Diana Sugey Vera Izaguirre*, Verónica Narváez Rosales*, Lucía Rangel Gamboa*,
Sonia Tousaint Caire**, Verónica Fonte Ávalos***, Judith Domínguez Cherit****.
*Residente de Cirugía Dermatológica, **Médico Adscrito del Departamento de Histopatología
***Médico Adscrito del Departamento de Cirugía Dermatolológica
****Jefe del Departamento de Cirugía Dermatológica
Hospital General “Dr. Manuel Gea González”, México D. F.


Resumen

ANTECEDENTES: El queratoacantoma es una lesión cutánea común, de rápido crecimiento con una apariencia y curso clínico característico; también se le reconoce como un carcinoma epidermoide de bajo grado o abortivo.

OBJETIVO: Describir los aspectos epidemiológicos de los casos de queratoacantoma confirmados por estudio histológico en la población que acude al Departamento de Dermatología del Hospital General “Dr. Manuel Gea González”.

MATERIAL Y MÉTODOS: Estudio transversal, retrospectivo, descriptivo y observacional de los casos de queratoacantoma en el Departamento de Dermatología en el periodo de 1994 a 2007. Se utilizó estadística descriptiva para análisis de resultados.

RESULTADOS: Se estudiaron 28 pacientes, 15 de sexo femenino y 13 de sexo masculino, de edades entre 24 y 82 años.
De éstos, 15 se localizaron en cara, 11 en extremidades y dos en tronco.

CONCLUSIONES: El queratoacantoma es un tumor de crecimiento rápido, se considera un carcinoma epidermoide que se presenta en ambos sexos y predomina en cara y extremidades.

Palabras clave: QUERATOACANTOMA


Abstract

BACKGROUND: Keratoacanthoma is a common, rapidly growing skin lesion with a distinctive appearance and clinical course; it is also regarded as a low-grade or abortive squamous cell carcinoma.

OBJECTIVE: To obtain the epidemiologic features of keratoacanthoma with their clinical and histological characteristics in population attending at the Service of Dermatology at the “Dr. Manuel Gea González” General Hospital.

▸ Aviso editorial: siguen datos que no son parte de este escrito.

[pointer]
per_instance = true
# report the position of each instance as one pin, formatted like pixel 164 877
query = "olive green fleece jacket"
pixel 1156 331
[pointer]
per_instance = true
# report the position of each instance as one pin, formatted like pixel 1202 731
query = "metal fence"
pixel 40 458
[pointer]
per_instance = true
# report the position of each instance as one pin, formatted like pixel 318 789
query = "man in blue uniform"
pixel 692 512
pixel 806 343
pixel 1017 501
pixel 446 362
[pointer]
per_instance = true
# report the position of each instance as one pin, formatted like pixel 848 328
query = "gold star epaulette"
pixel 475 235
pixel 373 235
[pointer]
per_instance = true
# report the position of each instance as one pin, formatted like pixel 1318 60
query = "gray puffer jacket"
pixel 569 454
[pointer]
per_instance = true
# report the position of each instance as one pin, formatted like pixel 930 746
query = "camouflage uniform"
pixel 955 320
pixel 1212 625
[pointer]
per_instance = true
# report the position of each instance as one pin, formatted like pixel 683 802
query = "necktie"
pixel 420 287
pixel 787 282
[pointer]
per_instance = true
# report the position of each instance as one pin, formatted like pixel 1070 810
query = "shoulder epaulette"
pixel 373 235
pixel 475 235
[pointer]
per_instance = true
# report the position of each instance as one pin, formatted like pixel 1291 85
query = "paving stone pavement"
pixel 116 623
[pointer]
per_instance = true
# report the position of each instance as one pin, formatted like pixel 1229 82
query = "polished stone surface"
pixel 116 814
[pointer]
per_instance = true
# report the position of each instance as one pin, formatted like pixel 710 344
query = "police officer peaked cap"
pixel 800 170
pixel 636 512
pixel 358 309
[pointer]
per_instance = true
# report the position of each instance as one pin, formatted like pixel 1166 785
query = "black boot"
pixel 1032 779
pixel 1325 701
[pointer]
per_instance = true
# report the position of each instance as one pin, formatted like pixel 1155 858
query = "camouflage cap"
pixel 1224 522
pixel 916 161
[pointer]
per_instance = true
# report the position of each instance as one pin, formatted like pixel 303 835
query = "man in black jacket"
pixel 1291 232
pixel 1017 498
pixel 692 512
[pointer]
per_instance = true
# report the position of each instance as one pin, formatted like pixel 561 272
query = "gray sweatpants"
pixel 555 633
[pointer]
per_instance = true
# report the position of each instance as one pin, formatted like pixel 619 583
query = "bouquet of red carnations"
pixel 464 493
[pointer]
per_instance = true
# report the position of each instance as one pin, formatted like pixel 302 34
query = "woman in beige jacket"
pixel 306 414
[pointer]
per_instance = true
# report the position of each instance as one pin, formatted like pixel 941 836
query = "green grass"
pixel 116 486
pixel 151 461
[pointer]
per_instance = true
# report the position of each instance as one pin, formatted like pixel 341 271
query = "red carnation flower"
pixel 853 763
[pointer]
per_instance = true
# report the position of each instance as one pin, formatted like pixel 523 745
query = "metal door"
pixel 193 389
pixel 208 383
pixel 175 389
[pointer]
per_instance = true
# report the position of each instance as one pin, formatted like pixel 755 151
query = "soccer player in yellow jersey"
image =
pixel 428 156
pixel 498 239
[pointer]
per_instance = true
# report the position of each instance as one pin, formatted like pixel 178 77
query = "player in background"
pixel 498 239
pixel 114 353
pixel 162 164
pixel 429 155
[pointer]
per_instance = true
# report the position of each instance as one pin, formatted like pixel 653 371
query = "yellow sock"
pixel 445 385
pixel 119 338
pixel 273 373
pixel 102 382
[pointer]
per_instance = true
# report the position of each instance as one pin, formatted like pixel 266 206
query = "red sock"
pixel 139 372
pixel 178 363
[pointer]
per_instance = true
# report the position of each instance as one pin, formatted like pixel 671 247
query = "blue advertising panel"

MATERIAL AND METHODS: This is a transversal, retrospective, descriptive and observational study of keratoacanthoma in a General Hospital from 1994 to 2007. Descriptive statistics were used.

RESULTS: We found twenty eight patients, fifteen females and thirteen males. The age ranged from 24 to 82 years, fifteen of them were located in the face, eleven in extremities and two in trunk.

CONCLUSIONS: Keratoacanthoma is a squamous cell carcinoma of rapid grow, present in both sexes and mainly affecting face and limbs.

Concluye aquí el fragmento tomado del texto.